The lawmakers argued that the parliamentary elections, which took place between September 17-19, demonstrated “serious deficiencies in remote electronic voting,” and said online polling should not be used again until it can be improved.
Explaining their objections to the current system, they cited a lack of mechanisms for guaranteeing that people voting electronically were genuine, and the absence of regulations for election observance online. They also claimed that there are not enough protections in place against software hijacking or attacks from hackers.
The Communist Party previously announced that it would not accept the results of Moscow’s online voting in the September elections. Leading MP Dmitry Novikov said an “entire group” of his party’s candidates had secured victory in single-member districts in the capital, but then lost after electronic results were tallied.
The Communist Party won 20% of the votes, coming in second to the ruling United Russia party. This was the Communists’ best showing in years, with Zyuganov saying that he hadn’t seen such support since 1996, when he came in second to Boris Yeltsin in the country’s presidential election.
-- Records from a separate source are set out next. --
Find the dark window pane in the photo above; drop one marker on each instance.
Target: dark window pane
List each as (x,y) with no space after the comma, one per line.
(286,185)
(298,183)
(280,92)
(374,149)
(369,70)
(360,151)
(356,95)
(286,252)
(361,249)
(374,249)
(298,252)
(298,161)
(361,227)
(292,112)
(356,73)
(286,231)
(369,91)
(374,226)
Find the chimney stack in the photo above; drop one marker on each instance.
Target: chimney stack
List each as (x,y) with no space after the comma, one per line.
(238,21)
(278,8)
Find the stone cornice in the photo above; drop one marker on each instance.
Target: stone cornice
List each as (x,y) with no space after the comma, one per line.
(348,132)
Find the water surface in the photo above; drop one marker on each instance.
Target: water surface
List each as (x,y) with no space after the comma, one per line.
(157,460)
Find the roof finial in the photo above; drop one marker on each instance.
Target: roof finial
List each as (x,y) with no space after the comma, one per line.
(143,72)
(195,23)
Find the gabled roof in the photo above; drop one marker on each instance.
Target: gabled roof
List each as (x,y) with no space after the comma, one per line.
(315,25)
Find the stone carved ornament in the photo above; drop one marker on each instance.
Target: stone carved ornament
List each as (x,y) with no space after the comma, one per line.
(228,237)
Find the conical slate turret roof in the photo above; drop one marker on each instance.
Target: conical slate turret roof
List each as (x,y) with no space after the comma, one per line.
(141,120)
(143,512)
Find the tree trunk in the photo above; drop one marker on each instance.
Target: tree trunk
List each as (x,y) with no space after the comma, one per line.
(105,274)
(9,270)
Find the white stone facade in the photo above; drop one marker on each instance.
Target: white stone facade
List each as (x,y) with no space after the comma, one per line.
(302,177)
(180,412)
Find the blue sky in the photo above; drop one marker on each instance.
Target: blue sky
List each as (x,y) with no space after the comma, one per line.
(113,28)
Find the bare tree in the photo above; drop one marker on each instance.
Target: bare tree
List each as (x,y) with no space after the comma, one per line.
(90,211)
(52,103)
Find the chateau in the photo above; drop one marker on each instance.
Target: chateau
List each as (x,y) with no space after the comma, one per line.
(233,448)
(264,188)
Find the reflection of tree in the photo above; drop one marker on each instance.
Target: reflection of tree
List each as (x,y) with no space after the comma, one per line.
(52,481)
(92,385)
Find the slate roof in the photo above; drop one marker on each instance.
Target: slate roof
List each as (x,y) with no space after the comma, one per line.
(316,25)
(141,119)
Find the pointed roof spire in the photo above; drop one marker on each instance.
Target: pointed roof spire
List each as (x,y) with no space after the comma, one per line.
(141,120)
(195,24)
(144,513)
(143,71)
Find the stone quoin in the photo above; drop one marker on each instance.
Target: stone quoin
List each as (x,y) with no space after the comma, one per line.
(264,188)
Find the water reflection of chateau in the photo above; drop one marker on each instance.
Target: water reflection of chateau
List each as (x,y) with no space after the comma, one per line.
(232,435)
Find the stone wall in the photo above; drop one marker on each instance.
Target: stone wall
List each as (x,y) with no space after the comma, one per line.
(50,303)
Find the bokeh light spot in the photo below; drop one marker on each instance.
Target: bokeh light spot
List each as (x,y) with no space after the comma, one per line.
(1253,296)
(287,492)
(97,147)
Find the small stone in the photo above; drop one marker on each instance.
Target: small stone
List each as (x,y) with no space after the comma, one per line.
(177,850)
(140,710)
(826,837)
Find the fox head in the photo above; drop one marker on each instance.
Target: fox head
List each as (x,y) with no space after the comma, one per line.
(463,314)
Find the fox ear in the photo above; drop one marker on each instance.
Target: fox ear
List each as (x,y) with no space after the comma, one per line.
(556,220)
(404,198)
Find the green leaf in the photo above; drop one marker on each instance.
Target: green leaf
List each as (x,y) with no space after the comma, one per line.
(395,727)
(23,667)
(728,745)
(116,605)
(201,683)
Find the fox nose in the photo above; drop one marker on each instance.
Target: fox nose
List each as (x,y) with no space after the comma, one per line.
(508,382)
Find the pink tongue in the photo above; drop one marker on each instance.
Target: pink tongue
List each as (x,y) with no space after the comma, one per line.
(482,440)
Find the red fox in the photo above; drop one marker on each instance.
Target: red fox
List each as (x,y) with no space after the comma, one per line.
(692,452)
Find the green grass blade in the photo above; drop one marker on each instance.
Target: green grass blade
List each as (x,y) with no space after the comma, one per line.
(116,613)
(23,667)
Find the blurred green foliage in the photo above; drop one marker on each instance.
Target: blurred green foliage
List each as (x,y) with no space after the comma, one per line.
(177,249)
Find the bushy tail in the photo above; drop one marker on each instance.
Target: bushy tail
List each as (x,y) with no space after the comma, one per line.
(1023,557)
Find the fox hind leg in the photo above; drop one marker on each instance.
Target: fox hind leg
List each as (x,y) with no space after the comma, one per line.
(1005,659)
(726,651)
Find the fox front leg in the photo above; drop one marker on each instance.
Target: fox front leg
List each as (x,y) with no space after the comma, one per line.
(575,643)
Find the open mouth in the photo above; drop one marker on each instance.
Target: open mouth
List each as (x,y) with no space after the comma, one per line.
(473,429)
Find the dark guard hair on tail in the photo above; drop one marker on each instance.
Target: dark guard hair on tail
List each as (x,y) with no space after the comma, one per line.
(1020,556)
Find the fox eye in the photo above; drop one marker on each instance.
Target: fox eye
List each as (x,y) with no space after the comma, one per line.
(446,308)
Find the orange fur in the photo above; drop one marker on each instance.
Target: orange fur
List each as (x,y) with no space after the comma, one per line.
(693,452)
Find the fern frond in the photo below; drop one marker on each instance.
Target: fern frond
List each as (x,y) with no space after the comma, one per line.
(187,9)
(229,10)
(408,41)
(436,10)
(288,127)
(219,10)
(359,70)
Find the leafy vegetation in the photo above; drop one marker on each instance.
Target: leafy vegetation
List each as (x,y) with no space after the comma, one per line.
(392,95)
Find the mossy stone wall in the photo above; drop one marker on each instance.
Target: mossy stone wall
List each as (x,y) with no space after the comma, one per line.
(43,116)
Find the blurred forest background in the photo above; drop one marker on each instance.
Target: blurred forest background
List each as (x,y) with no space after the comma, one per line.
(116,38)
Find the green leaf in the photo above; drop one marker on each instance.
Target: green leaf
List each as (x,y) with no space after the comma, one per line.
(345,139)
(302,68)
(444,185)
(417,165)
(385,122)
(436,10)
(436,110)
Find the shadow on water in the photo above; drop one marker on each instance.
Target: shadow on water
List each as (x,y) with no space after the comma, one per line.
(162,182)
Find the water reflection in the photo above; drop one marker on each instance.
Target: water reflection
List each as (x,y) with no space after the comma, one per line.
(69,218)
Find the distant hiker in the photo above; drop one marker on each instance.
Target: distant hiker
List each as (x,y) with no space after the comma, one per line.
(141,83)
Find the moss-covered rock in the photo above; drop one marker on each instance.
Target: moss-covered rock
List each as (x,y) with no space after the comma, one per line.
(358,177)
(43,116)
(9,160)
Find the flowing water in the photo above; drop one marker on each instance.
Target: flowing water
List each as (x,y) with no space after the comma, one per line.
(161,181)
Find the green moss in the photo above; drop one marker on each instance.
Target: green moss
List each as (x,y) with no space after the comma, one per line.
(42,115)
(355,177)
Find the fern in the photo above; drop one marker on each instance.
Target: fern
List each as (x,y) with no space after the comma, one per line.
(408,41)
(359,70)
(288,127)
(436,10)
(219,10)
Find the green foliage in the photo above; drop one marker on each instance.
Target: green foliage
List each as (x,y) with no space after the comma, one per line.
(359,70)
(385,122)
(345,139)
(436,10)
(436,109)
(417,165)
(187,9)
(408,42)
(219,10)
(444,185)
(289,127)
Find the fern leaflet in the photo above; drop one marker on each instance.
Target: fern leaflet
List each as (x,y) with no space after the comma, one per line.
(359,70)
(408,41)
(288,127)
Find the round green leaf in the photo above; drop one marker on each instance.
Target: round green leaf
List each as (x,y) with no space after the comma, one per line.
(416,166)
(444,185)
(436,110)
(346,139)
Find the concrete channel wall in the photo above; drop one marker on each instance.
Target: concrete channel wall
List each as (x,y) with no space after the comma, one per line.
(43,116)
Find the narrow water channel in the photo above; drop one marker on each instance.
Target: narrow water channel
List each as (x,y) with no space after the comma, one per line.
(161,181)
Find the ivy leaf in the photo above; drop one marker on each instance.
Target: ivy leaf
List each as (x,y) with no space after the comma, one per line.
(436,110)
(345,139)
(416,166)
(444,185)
He noted that the party did particularly well in “deep Russia,” in regions in Siberia and the Far East.
United Russia, which supports Russian President Vladimir Putin, maintained its super-majority, which allows it to pass constitutional reforms without support from other parliamentary groups. However, several opposition figures accused Moscow of rigging the election, despite gains for anti-Kremlin parties in some regions.
Aside from the Communist Party’s complaints about electronic voting, videos also circulated of officials stuffing ballot boxes, with the country’s election chief pledging an inquiry and firing a number of local officials.